Dept. of Vascular Medicine, Klinikum Darmstadt GmbH, Darmstadt, Germany; Center of Thrombosis and Hemostasis, University of Mainz, Mainz, Germany.
University of Perugia, Santa Maria della Misericordia Hospital, Perugia, Italy.
Thromb Res. 2017 Sep;157:181-188. doi: 10.1016/j.thromres.2017.07.029. Epub 2017 Jul 28.
The appropriate strategy for initiating oral anticoagulant (OAC) therapy after an acute venous thromboembolism (VTE) depends on the intermediate-term anticoagulant to be used. While heparin bridging to vitamin K antagonists (VKA) is required, the direct oral anticoagulants (DOAC) rivaroxaban (30mg/day) and apixaban (10mg/day) can be initiated directly without parenteral anticoagulation. The objective was to evaluate OAC initiation patterns in clinical practice.
PREFER in VTE was an international, non-interventional registry conducted between January 2013 and August 2015. Consecutive acute VTE patients were grouped based on their OAC treatment at 1month after the index event (VKA or DOAC).
At 1month, 825 patients were receiving a VKA and 687 a DOAC (rivaroxaban in 685/687 cases). DOAC patients were significantly younger, less comorbid, at a lower bleeding risk, and less frequently diagnosed with pulmonary embolism (34.4% vs. 44.7%). During the first month after VTE, the most common treatment pattern was heparin-OAC overlap for VKA patents (69.6%), and OAC only for DOAC patients (49.1%). However, 28.8% of DOAC patients received a heparin-OAC overlap (median heparin duration: 3days; IQR: 2-6) and 14.8% were switched from heparin to DOAC. For those on rivaroxaban at 1month, only 29.7% had received the initial 30mg/day recommended dose. Clinical event rates were comparable between the DOAC only, heparin-DOAC switch, and heparin-DOAC overlap subgroups at 1 and 6months.

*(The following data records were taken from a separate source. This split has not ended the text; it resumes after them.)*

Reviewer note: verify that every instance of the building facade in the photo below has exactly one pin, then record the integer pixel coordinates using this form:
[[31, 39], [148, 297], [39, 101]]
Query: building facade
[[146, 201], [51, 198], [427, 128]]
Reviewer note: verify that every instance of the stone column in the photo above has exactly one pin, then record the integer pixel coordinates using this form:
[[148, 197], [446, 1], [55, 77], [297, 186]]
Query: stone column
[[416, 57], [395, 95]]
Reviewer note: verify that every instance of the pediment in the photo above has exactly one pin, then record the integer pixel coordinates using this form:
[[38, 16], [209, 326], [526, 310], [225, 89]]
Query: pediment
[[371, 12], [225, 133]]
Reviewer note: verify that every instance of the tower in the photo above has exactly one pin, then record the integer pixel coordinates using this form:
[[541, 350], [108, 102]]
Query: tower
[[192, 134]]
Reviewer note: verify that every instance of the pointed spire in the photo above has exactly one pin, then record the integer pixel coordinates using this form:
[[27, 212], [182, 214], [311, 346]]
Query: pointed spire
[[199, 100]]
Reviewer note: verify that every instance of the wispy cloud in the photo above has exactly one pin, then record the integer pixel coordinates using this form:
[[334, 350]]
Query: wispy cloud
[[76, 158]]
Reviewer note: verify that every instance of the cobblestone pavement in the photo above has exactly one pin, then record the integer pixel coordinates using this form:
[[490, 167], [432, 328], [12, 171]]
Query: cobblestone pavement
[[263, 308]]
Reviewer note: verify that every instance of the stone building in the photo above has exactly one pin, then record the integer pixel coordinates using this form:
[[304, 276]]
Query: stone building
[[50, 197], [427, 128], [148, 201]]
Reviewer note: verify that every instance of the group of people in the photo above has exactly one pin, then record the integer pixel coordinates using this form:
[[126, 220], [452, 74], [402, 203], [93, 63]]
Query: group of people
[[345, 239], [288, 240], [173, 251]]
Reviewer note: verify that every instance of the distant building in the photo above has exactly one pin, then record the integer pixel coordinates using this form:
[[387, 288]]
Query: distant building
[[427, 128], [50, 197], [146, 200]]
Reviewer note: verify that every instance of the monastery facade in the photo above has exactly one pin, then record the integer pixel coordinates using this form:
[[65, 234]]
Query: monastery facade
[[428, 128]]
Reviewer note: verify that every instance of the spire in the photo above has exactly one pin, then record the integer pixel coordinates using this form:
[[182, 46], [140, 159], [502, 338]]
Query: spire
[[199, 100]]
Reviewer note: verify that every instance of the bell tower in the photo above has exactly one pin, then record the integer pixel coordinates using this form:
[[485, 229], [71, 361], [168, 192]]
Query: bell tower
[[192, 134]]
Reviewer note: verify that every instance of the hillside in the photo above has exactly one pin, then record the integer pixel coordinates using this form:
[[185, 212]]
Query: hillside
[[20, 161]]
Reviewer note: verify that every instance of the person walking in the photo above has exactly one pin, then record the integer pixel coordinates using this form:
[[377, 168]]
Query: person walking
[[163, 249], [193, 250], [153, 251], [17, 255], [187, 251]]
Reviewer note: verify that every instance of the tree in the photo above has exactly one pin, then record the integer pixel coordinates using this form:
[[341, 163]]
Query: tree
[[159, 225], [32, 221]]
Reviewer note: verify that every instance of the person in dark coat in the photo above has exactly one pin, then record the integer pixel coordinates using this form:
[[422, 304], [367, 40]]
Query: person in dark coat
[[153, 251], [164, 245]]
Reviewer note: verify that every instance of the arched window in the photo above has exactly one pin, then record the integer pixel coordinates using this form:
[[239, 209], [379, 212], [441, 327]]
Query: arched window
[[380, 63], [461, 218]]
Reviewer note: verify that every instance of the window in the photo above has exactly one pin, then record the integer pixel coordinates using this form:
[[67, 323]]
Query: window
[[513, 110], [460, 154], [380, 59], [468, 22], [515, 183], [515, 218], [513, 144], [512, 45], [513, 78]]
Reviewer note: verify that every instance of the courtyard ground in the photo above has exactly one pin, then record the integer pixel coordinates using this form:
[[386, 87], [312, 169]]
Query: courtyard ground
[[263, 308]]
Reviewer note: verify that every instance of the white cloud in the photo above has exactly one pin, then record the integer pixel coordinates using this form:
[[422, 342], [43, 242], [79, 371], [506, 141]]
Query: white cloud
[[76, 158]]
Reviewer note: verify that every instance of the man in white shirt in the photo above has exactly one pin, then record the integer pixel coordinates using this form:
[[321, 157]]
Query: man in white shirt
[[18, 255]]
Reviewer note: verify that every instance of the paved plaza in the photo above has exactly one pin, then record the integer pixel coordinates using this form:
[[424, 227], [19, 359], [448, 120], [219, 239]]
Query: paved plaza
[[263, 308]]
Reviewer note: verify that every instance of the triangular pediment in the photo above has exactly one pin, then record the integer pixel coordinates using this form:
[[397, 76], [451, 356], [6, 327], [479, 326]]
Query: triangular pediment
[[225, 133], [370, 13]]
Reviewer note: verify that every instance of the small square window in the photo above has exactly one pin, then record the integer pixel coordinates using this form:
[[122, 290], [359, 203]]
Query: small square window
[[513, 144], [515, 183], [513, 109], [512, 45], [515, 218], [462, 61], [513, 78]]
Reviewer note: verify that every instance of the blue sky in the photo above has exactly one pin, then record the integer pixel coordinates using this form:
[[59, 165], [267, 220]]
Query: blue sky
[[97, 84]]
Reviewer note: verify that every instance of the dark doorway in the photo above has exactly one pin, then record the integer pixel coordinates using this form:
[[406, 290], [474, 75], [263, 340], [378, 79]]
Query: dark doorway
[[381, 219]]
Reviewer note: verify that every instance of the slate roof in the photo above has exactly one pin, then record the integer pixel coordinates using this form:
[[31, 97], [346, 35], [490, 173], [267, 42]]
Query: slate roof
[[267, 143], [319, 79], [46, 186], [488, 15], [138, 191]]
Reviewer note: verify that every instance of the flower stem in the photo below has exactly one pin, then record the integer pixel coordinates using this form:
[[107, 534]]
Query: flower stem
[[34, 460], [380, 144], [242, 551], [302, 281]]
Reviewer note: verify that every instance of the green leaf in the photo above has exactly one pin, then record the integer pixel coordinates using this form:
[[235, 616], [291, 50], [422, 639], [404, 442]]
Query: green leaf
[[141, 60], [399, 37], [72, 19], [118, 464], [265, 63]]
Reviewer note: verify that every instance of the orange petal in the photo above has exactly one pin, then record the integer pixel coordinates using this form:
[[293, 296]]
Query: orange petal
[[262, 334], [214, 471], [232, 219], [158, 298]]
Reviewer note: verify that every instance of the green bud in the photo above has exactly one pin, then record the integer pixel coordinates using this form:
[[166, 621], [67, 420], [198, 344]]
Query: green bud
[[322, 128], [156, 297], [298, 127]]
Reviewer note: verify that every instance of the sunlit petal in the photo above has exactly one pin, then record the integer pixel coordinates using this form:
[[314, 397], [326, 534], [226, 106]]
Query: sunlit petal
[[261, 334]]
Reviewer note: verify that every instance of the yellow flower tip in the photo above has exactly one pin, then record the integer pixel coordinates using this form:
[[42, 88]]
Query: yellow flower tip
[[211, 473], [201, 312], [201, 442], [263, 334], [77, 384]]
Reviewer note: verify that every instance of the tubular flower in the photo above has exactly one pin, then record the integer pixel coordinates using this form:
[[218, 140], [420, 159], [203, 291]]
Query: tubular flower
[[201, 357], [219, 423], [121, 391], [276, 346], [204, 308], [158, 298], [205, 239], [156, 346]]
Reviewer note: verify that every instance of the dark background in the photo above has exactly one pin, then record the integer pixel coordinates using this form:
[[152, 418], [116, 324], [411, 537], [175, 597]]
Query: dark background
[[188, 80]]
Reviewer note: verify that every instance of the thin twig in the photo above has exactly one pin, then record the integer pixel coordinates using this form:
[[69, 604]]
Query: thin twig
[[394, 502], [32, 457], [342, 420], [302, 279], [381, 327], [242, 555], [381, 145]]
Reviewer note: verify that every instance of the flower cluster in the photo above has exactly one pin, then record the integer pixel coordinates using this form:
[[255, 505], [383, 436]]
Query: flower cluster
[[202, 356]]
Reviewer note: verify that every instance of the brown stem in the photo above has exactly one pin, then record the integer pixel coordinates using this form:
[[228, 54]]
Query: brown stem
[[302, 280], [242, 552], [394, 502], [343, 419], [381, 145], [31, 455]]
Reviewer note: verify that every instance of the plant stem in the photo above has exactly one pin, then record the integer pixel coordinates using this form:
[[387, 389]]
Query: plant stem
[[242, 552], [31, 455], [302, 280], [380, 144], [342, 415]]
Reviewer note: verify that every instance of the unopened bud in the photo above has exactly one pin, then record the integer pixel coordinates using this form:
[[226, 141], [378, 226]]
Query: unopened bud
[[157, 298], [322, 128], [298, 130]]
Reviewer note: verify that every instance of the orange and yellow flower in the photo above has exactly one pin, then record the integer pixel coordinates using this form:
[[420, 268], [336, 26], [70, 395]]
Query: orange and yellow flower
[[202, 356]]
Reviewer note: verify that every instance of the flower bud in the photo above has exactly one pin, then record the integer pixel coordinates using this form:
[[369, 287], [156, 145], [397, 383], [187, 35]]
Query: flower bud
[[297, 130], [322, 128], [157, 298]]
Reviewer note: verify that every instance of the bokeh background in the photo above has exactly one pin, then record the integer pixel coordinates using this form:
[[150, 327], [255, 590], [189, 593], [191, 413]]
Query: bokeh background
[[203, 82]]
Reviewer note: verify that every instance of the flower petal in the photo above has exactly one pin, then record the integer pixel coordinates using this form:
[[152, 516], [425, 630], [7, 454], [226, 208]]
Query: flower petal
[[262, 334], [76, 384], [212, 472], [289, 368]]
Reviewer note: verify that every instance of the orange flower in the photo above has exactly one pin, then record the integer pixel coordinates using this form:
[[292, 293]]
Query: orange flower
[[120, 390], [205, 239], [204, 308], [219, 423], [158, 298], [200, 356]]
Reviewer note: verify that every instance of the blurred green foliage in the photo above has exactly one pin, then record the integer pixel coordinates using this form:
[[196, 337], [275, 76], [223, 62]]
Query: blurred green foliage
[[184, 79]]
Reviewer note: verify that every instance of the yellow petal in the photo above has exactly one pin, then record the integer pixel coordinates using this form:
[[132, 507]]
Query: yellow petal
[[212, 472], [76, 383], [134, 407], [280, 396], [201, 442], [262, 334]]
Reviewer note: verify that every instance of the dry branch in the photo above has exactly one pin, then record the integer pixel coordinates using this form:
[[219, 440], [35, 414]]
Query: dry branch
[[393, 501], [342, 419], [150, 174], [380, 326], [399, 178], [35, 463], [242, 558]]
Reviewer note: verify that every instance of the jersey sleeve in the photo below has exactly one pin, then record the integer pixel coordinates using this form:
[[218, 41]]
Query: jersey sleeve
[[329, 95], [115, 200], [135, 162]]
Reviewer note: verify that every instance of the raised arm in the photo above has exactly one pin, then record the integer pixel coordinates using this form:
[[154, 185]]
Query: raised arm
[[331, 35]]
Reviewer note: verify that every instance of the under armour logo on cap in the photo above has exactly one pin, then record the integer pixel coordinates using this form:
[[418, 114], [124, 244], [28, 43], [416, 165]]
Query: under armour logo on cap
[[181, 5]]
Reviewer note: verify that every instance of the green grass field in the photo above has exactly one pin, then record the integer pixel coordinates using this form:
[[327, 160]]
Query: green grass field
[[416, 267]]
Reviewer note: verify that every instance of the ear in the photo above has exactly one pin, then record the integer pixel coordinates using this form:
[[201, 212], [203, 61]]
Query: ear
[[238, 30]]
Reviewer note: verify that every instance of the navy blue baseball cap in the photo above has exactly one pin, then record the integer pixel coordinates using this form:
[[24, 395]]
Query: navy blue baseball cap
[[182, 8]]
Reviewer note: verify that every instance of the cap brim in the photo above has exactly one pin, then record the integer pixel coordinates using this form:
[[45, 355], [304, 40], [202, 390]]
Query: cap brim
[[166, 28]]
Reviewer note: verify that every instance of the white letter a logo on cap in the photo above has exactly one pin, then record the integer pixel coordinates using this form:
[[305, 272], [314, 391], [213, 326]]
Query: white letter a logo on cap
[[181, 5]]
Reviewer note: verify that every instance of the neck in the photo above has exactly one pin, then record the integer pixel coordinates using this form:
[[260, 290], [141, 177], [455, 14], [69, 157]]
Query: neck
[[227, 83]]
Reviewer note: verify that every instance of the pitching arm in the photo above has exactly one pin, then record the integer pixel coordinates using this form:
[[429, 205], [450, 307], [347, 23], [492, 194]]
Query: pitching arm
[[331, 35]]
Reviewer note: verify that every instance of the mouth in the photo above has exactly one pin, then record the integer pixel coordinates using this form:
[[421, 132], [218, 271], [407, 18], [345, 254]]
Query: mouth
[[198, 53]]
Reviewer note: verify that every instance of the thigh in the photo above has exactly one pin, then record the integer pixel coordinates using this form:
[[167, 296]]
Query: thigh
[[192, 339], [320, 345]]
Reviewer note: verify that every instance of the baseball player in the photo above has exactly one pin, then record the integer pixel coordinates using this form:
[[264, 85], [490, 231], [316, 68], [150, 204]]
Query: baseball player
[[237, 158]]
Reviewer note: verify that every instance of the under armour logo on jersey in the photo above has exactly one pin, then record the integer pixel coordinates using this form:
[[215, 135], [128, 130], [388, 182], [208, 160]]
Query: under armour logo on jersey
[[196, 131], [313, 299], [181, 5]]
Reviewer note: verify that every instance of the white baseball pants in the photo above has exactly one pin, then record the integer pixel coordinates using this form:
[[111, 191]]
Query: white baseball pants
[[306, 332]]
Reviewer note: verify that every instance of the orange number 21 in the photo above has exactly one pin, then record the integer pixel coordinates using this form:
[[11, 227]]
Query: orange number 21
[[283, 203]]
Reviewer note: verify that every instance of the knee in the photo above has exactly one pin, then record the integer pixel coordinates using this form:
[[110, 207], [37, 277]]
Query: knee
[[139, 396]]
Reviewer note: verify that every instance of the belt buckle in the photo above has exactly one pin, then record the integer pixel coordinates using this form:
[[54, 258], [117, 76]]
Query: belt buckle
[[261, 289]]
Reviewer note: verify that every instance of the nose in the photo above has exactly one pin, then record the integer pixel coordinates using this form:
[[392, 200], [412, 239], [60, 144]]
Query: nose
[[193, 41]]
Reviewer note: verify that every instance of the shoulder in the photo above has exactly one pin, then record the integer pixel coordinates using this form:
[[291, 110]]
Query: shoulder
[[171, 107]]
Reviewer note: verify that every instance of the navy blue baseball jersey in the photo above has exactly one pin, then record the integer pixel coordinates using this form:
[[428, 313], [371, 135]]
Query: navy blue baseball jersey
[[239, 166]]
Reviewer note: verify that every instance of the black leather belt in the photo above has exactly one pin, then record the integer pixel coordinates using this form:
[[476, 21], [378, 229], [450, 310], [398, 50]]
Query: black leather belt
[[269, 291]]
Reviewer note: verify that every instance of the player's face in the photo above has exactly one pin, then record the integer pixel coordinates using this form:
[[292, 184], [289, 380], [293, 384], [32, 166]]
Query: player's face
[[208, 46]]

Guidelines for DOAC/rivaroxaban initiation after VTE are often not adhered to in clinical practice. This could result in adverse outcomes or suboptimal anticoagulation. Intervention programs to raise awareness amongst physicians may be merited.
急性静脉血栓栓塞症(VTE)后开始口服抗凝剂(OAC)治疗的适当策略取决于中期使用的抗凝剂。肝素桥接维生素 K 拮抗剂(VKA)是必需的,而直接口服抗凝剂(DOAC)利伐沙班(30mg/天)和阿哌沙班(10mg/天)可以直接开始使用,无需进行静脉抗凝。目的是评估临床实践中的 OAC 起始模式。
PREFER in VTE 是一项于 2013 年 1 月至 2015 年 8 月期间进行的国际、非干预性登记研究。根据患者在索引事件后 1 个月的 OAC 治疗方案将连续的急性 VTE 患者分为两组(VKA 或 DOAC)。
在 1 个月时,825 例患者正在接受 VKA 治疗,687 例患者正在接受 DOAC 治疗(685/687 例患者接受利伐沙班治疗)。DOAC 患者明显更年轻、合并症更少、出血风险更低,且更常被诊断为肺栓塞(34.4%比 44.7%)。在 VTE 后第一个月,最常见的治疗模式是 VKA 患者的肝素-OAC 重叠(69.6%)和 DOAC 患者的仅 OAC(49.1%)。然而,28.8%的 DOAC 患者接受了肝素-OAC 重叠治疗(中位肝素治疗时间:3 天;IQR:2-6),14.8%的患者从肝素转换为 DOAC。在 1 个月时接受利伐沙班的患者中,只有 29.7%接受了初始推荐剂量 30mg/天。在 1 个月和 6 个月时,仅 DOAC、肝素-DOAC 转换和肝素-DOAC 重叠亚组的临床事件发生率相似。
在临床实践中,DOAC/利伐沙班启动 VTE 的指南通常未得到遵守。这可能导致不良结局或抗凝效果不佳。可能需要开展提高医生意识的干预项目。